02/04/2024 Martes de la Octava de Pascua (Jn 20, 11-18)

Estaba María junto al sepulcro, fuera, llorando.

La muerte de Jesús en la cruz fue un golpe tremendo para todos los discípulos; sus sueños saltaron por los aires. Pero no solo eso; llegaron a temer que las autoridades judías viniesen a por ellos. Así que se encerraron en el cenáculo. Pero no todos. María Magdalena, para quien nada, ni siquiera su propia vida, tenía sentido sin Jesús, se había acercado al sepulcro en la mañana del domingo, cuando todavía estaba oscuro.

María quiere mucho a Jesús, pero le busca donde no está: entre los muertos.
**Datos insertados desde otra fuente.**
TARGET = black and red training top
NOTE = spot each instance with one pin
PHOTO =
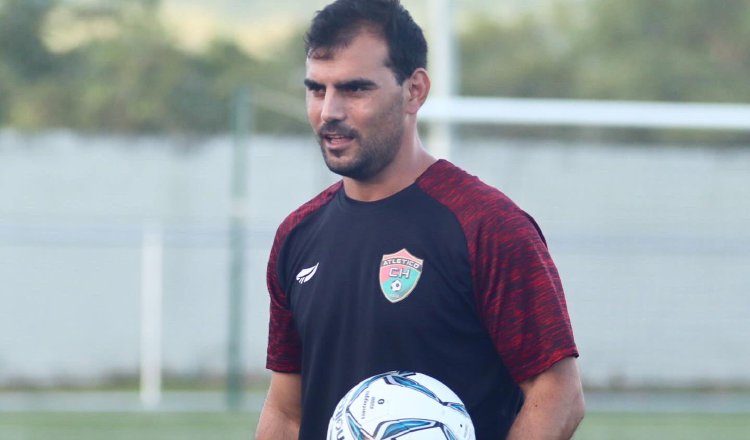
(471, 296)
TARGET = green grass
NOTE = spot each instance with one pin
(230, 426)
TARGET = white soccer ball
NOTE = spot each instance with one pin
(400, 405)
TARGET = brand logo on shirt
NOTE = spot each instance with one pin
(399, 275)
(306, 275)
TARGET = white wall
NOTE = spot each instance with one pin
(652, 244)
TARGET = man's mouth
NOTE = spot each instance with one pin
(336, 139)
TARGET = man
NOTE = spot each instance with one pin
(408, 263)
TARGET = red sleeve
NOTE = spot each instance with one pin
(516, 285)
(520, 297)
(284, 345)
(284, 352)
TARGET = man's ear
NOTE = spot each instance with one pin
(417, 89)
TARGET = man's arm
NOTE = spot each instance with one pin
(282, 411)
(553, 405)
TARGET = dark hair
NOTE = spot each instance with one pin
(338, 23)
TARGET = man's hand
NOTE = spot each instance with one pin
(553, 404)
(282, 411)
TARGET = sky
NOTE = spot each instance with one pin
(258, 24)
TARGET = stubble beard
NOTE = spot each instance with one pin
(372, 154)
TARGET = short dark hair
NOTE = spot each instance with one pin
(338, 23)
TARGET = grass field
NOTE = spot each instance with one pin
(236, 426)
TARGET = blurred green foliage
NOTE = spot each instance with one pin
(137, 79)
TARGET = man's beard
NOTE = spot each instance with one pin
(372, 154)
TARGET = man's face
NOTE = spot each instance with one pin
(356, 107)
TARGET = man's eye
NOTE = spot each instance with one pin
(317, 91)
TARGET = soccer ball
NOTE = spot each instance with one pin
(400, 405)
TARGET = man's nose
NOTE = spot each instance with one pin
(334, 108)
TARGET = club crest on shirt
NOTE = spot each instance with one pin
(399, 274)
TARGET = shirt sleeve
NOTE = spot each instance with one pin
(520, 296)
(284, 345)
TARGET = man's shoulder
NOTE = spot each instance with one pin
(467, 196)
(308, 208)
En el corazón hay mucho calor, pero falta la luz: todavía estaba oscuro. Ni siquiera los dos ángeles consiguen hacerle recordar lo dicho por Jesús sobre su resurrección. María quiere mucho a Jesús, pero cuando lo tiene delante no le reconoce; necesita oírle pronunciando su nombre. Y cuando oye su nombre, ella se vuelve. Es necesario volverse: para no dejarnos atrapar por nuestras miserias, para poner los ojos solo en Él.

María es un buen retrato de todos los que buscamos al Señor. La búsqueda comienza cuando todavía está oscuro; cuando brilla poco la luz de la fe. Aspiramos a verlo, a tocarlo, a sentirlo. Pero cuando lo tenemos a nuestro alcance nos dice: Deja de tocarme…; vete a mis hermanos y diles: Subo a mi Padre y vuestro Padre, a mi dios y vuestro Dios. Comienza la nueva relación. La relación en fe pura y desnuda. La relación que se centrará más en los prójimos que en Él. La relación en la que importa poco lo que sintamos, e importa mucho emprender la misión que Él nos confía. Porque, si creyentes de verdad, tenemos que narrar en primera persona nuestro encuentro con el Señor.